Rédigé par : Didier | 18 décembre 2005 à 10:08
Bonsoir,
Je pensais que notre "Histoire de France" avait été réécrite sous le Second Emprire pour mieux exhalter le nationalisme Français... je pensais aussi que la 3ème République avait allègrement utilisé une aussi bonne idée... Je pense naïvement sans doute car le silence de nos historiens d'aujourd'hui sur cette réécriture est assourdissant.
Félix le Chat
Rédigé par : Félix | 17 décembre 2005 à 19:20
Message pour ZOUILLE, comment pouvez-vous considérer qu'il puisse y avoir un débat entre les "historiens sérieux" et les négationnistes? Ces derniers construisent un discours fondé sur un postulat ou plutôt une contre-vérité. Par conséquent, il ne peut y avoir argument à échanger. Il n'y a pas d'un côté des historiens sérieux et de l'autre des non-sérieux. Il y a d'un côté des historiens,de l'autre des imposteurs au service d'une idéologie. Ramener le travail des négationnistes au même plan que celui des historiens reviendrait à travestir l'histoire!
Rédigé par : véronique dautais | 17 décembre 2005 à 18:01
Je vous remercie pour cette note à propos d'un sujet si sensible.

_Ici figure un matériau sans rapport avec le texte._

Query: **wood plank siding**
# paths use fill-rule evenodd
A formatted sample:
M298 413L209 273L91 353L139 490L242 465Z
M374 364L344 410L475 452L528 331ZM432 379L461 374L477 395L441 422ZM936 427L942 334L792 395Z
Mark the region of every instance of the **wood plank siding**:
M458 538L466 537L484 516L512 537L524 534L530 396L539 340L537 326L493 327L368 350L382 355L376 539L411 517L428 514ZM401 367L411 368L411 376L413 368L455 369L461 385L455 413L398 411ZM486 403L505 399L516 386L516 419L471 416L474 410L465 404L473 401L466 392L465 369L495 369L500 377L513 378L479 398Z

Bien que considérant les théories négationnistes au mieux comme une preuve éclatante de l'aveuglement idéologique de ceux qui les tiennent, je considère l'interdiction de les exposer comme absurde, du moins tant que les négationnistes ne font pas l'apologie du crime contre l'humanité lui même.

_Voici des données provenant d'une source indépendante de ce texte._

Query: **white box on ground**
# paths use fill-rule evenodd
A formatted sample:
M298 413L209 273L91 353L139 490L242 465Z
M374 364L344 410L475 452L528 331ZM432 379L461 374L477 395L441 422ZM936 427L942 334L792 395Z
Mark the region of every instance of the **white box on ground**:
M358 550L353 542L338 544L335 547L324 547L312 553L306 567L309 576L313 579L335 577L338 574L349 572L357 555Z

Je pense que l'histoire est une science humaine, que certaines choses doivent faire débat, et que refuser le droit à l'expression des négationnistes prive du même coup les historiens sérieux de la possibilité de répondre à leurs arguments.
Rédigé par : zouille | 17 décembre 2005 à 15:43
L'histoire ne repasse jamais les plats : c'est pourquoi les restaurations échouent !
Rédigé par : parayre | 17 décembre 2005 à 14:01
si ce besoin de réalité et de vérité pouvait gagner ceux parmi les juges du siège qui croient être habilités à dévoyer la loi dans le sens de leurs opinions personnelles, le progrès serait aussi important dans cette sphère que dans celle de la politique.